Vids like this make me want to give up, he's a year older than me. [email protected]t.


----------



## Guest (Dec 3, 2009)

WRT said:


> Vids like this make me want to give up, he's a year older than me. [email protected]


 I know  lol


----------



## Guest (Dec 3, 2009)

Celltech?


----------



## Rossy Balboa (Nov 6, 2008)

Hes an animal....


----------



## Bazooka Tooth (Apr 7, 2009)

wow very impressive.


----------



## WRT (May 21, 2009)

Edit, oops read that wrong. he was 17 here anyway:


----------



## Tom1990 (Dec 21, 2008)

fcuk me genetic freak i am jelous lol


----------



## jjb1 (Jun 28, 2007)

im honestly supprised he hasnt done better at the nationals

was this usa nationals?


----------



## Kezz (Sep 3, 2007)

blimey,, 17 and looking like that!! awesome


----------



## HTID (Oct 4, 2008)

incredible back and awsome legs, he,s better than anything we,ve got over here for his age. a young jay cuttler had legs like that at 22.


----------



## R84 (May 10, 2009)

That video left me speechless. Incredible.


----------



## Si Train (Jul 21, 2009)

Kinell!!!


----------



## chrisba (Aug 25, 2006)

Wow.....that is unreal.

On a side note, how ****ing annoying are the comments on every ****ing bb'ing video on you tube!!!


----------



## daniel.m (Aug 21, 2006)

jjb1 said:


> im honestly supprised he hasnt done better at the nationals
> 
> was this usa nationals?


i think he is russian, and i think he placed second in his class at the nationals


----------



## stow (Jun 5, 2007)

Incredible genetics, and amazing lower chest.


----------



## XL (Aug 12, 2009)

Very impressive physique.


----------



## Uriel (Oct 14, 2008)

Fuke me, he's come on unbelievable and he was good before.

The mass, quality and density he's packed on is unreal.....don't look like ha has a weak bodypart.....at his age....Briliiant


----------



## Testoholic (Jun 13, 2009)

wow, love the comparison to arnie, looks like hes got a great future ahead of him:thumbup1:


----------



## BobBB (Nov 24, 2005)

Aleksej, go man go, looks like he has what it takes.


----------



## Lou (Jul 27, 2008)

martj said:


> WOW...thats just phenomenal never seen anyone so muscular at that age...he's a genetic freak lol.


He has probably been training since he was a sperm.... :lol: :lol: :lol:


----------



## dmcc (Nov 25, 2007)

He recently won the Body Extreme Invitational in Germany.
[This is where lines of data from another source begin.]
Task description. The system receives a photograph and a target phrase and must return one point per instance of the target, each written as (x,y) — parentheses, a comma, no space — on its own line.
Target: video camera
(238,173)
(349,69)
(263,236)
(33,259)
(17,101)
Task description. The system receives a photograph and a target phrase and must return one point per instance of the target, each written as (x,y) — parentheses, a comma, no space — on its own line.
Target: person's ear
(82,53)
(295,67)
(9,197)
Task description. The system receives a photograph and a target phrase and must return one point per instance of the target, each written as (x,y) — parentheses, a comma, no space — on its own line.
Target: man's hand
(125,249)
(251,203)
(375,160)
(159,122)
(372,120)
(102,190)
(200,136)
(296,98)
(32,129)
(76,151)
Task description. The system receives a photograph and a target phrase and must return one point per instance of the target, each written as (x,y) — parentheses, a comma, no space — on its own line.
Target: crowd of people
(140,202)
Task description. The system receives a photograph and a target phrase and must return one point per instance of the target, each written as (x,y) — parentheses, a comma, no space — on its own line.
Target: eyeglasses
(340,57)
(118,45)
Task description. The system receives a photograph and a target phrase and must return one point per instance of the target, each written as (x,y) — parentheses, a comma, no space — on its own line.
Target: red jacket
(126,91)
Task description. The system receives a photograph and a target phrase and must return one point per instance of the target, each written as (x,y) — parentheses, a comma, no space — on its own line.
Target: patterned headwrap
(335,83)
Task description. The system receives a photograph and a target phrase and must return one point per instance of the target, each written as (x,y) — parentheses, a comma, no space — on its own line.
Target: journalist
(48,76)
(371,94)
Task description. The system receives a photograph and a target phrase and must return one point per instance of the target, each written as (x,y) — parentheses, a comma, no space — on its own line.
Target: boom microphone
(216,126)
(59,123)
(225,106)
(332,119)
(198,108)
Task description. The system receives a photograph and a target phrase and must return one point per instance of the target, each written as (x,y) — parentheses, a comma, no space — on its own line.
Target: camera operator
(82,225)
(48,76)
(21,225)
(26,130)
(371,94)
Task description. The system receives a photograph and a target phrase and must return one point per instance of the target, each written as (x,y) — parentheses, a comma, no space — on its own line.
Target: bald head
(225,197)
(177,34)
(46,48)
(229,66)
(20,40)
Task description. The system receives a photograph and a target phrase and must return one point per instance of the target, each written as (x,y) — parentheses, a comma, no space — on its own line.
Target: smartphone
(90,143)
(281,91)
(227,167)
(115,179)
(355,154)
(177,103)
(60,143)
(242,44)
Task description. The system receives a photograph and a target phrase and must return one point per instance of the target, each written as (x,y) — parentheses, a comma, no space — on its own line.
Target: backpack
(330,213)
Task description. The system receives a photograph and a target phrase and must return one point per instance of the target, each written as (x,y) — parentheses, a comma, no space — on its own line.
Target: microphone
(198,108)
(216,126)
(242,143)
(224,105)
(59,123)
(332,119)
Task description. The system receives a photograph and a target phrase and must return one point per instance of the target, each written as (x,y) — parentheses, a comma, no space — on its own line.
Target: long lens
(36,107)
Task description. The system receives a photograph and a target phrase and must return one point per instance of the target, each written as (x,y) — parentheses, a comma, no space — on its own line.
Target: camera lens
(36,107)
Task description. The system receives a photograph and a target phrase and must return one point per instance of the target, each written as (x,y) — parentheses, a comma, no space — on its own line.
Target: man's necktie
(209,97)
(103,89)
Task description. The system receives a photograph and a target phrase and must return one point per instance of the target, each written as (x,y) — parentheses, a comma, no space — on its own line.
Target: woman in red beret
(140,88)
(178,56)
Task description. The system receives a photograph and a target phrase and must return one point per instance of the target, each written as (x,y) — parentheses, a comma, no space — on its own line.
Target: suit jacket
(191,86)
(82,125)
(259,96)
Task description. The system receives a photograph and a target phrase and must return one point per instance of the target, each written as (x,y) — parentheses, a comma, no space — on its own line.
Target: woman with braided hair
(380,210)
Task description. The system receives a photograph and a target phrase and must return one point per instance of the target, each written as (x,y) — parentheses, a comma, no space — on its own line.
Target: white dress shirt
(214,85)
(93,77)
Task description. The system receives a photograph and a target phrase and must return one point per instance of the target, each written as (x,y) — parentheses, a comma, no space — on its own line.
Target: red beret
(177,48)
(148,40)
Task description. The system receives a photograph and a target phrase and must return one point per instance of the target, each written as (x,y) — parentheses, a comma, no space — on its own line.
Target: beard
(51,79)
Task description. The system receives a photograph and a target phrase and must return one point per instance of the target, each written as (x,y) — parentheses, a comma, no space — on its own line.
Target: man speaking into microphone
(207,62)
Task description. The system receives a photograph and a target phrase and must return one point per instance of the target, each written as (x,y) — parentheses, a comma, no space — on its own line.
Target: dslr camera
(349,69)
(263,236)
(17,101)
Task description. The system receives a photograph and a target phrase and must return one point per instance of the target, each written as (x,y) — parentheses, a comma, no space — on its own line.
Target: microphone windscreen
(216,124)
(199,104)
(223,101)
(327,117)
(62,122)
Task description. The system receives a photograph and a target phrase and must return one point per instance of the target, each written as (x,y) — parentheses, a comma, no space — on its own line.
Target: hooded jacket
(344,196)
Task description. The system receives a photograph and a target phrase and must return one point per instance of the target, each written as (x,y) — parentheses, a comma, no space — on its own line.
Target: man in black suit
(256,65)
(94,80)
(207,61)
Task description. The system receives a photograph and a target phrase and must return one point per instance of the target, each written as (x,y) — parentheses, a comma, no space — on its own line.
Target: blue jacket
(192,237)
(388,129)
Genetic freak for sure but the cynic in me wants to know what he's on and since when.


----------



## 2005neillife (Feb 26, 2007)

Impressive!

Anyone know his stats i.e. height weight etc


----------



## weeman (Sep 6, 2007)

From what i gather the only thing thats really held his placings back is that he doesnt get supershredded on stage,i think he just looks phenomenal,incredible physique.


----------



## Guest (Dec 8, 2009)

dmcc said:


> He recently won the Body Extreme Invitational in Germany.
> 
> Genetic freak for sure but the cynic in me wants to know what he's on and since when.
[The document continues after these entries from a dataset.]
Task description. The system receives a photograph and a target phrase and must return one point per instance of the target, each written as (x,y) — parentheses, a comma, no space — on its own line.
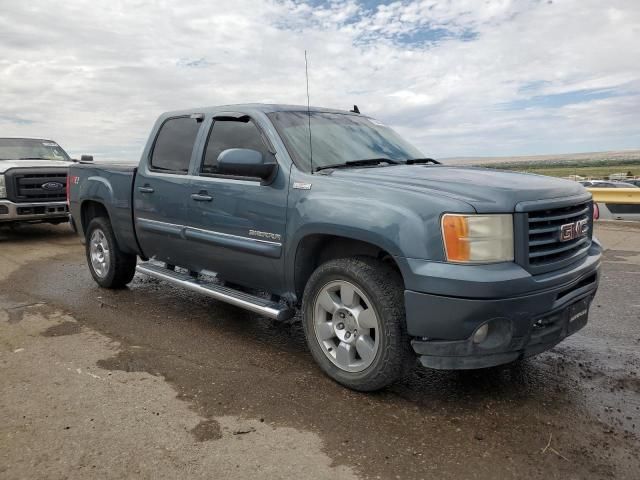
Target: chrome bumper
(29,212)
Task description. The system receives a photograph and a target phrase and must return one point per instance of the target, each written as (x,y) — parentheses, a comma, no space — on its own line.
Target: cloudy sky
(457,78)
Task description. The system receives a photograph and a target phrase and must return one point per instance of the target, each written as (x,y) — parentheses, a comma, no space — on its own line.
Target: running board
(244,300)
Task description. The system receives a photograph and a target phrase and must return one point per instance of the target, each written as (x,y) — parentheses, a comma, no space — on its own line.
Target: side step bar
(234,297)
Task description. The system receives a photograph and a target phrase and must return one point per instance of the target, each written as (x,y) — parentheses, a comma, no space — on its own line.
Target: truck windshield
(338,138)
(27,148)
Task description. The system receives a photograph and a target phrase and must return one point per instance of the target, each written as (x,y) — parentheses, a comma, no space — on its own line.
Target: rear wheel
(110,267)
(354,322)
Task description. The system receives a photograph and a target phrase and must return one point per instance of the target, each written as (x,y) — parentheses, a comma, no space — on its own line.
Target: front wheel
(109,267)
(354,322)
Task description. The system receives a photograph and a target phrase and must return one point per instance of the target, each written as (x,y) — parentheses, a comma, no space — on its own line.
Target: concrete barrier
(629,196)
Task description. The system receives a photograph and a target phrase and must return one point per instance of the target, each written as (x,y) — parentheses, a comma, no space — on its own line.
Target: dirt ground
(155,382)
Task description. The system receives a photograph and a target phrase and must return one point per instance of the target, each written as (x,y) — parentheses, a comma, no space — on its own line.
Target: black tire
(120,268)
(384,287)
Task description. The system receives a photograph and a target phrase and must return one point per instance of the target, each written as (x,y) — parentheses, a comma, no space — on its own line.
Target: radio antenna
(306,71)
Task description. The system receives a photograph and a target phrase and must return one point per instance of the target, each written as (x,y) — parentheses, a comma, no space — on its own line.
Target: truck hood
(8,164)
(486,190)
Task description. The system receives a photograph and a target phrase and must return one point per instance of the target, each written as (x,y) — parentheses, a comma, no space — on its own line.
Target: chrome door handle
(201,197)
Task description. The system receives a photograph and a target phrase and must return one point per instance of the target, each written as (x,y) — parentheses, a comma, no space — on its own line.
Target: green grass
(595,171)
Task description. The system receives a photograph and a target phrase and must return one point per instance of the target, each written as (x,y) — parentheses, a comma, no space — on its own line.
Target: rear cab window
(231,133)
(174,145)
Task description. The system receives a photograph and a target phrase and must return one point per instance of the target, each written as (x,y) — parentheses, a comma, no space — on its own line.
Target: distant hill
(619,157)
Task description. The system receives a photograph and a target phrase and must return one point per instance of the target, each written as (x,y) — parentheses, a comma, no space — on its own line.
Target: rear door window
(227,134)
(174,145)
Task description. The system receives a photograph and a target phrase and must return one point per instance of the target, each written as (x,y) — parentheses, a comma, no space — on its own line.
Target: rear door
(237,225)
(162,189)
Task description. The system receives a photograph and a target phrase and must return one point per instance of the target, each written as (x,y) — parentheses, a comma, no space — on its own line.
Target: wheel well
(314,250)
(91,210)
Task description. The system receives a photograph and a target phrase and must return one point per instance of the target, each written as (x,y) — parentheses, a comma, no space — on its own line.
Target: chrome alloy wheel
(346,326)
(99,253)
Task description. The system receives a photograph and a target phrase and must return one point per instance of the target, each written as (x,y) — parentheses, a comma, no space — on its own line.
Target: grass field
(595,171)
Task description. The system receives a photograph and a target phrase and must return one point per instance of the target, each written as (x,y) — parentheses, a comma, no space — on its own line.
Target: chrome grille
(546,250)
(28,186)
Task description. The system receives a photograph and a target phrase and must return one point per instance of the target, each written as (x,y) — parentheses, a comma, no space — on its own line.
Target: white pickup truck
(33,181)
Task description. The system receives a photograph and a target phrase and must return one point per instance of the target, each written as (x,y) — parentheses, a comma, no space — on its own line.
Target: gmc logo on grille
(52,186)
(571,231)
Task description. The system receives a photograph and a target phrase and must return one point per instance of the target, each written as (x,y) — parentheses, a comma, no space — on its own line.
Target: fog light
(481,334)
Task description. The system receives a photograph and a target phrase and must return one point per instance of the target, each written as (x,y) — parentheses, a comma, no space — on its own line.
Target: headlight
(478,238)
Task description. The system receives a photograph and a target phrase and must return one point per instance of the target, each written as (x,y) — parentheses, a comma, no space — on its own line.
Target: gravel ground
(155,382)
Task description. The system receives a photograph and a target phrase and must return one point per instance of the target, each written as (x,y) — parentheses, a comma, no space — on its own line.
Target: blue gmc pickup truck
(388,255)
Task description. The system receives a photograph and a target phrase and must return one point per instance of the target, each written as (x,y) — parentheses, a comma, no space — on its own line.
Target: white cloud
(95,75)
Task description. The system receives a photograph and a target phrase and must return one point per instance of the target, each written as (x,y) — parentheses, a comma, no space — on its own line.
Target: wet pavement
(239,396)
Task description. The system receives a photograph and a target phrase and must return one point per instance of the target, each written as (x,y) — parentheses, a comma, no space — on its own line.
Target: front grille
(546,249)
(30,185)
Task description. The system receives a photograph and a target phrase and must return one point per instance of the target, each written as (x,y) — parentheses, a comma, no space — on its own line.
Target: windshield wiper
(417,161)
(359,163)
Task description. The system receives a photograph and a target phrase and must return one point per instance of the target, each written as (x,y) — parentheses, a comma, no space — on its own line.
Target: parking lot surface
(155,382)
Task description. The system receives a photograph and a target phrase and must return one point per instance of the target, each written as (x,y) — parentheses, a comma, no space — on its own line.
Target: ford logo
(52,186)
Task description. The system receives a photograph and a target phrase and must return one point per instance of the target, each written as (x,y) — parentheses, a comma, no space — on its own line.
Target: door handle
(201,197)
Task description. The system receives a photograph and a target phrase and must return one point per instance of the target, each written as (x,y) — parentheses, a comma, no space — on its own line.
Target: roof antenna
(306,71)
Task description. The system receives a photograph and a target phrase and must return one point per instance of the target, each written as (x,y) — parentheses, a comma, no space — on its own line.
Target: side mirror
(244,162)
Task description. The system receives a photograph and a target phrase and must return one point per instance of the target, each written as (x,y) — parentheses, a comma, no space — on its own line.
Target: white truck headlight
(478,238)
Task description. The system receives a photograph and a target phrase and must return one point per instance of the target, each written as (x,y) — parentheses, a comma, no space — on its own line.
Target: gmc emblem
(571,231)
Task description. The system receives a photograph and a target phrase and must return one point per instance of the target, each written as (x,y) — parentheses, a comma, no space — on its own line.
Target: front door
(161,191)
(237,225)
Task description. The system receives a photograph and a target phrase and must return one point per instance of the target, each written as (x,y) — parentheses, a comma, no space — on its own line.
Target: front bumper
(519,325)
(32,212)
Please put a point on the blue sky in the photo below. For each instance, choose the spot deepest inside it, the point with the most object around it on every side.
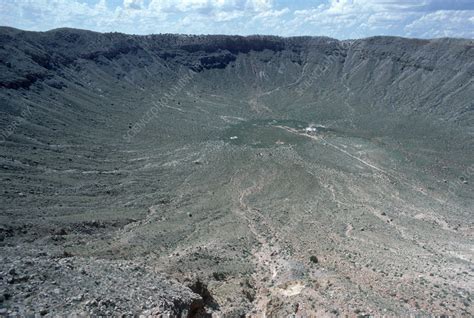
(341, 19)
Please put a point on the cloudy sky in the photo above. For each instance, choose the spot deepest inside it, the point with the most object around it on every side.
(341, 19)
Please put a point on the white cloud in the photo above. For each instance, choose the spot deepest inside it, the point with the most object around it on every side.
(361, 18)
(336, 18)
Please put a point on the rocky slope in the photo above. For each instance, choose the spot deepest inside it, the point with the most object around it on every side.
(226, 175)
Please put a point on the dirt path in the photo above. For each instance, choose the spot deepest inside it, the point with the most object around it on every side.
(269, 258)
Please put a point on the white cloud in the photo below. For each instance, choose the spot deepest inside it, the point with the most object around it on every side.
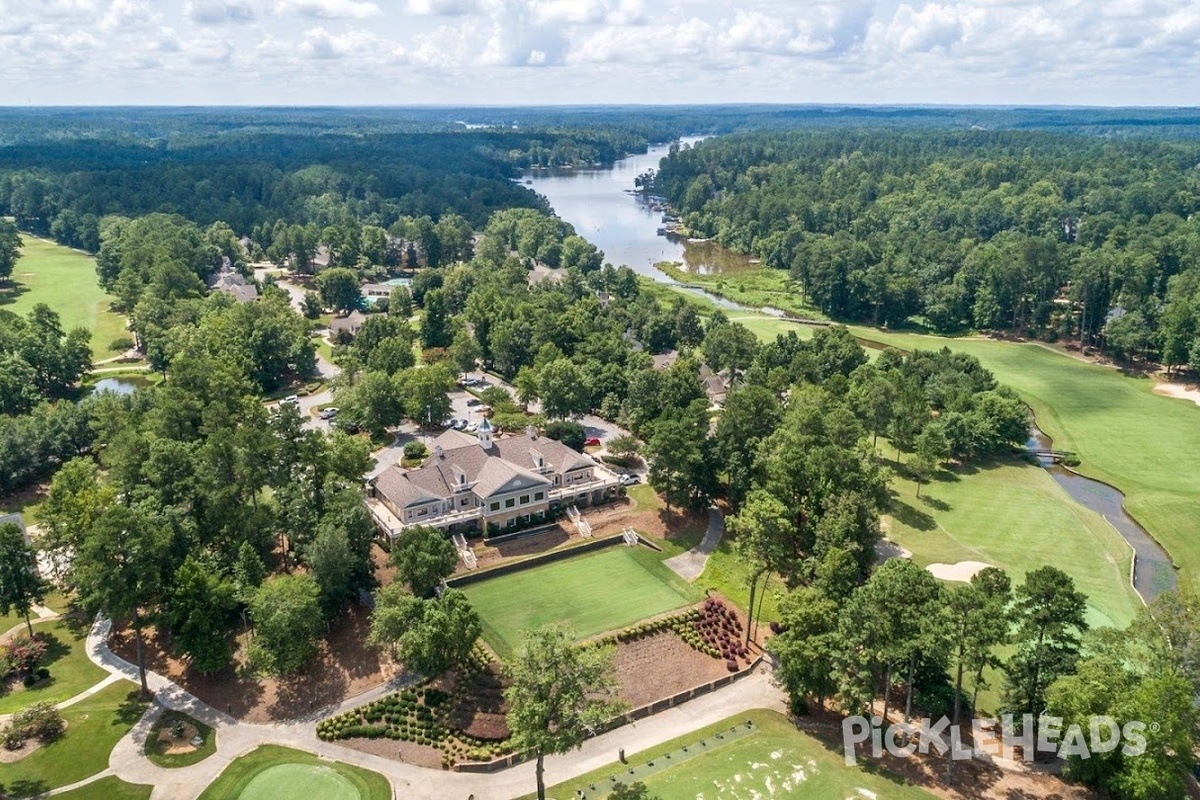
(216, 12)
(333, 8)
(366, 48)
(443, 7)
Must have naturally high tren and dbol levels :lol: :lol: :whistling:


----------



## defdaz (Nov 11, 2007)

Phenomenal. B*stard!


----------



## weeman (Sep 6, 2007)

TBH i'd be willing to bet that he isnt on anything like people probably want to imagine,he probably isnt doing anything any other guys in the sport arent already doing,he just has better genetics,hence why some that walk amongst us are standouts from early on and the rest of us arent


----------



## godsgifttoearth (Jul 28, 2009)

they make em to last in that part of the world dont they! he's very impressive.

id love to know what he's on and been taking and since when.


----------



## Guest (Dec 8, 2009)

weeman said:


> TBH i'd be willing to bet that he isnt on anything like people probably want to imagine,he probably isnt doing anything any other guys in the sport arent already doing,he just has better genetics,hence why some that walk amongst us are standouts from early on and the rest of us arent


I agree, he's just one lucky cvnt.


----------



## defdaz (Nov 11, 2007)

Yep. Reminds me of how quickly Shawn Ray turned pro. 3 years, wasn't it?


----------



## dmcc (Nov 25, 2007)

I imagine it's probably very controlled and not as exotic as people think - but hasn't he for years been referred to as "the project"? The earliest photos seem to be no older than 2004/5; it would be interesting to see earlier.


----------



## weeman (Sep 6, 2007)

defdaz said:


> Yep. Reminds me of how quickly Shawn Ray turned pro. 3 years, wasn't it?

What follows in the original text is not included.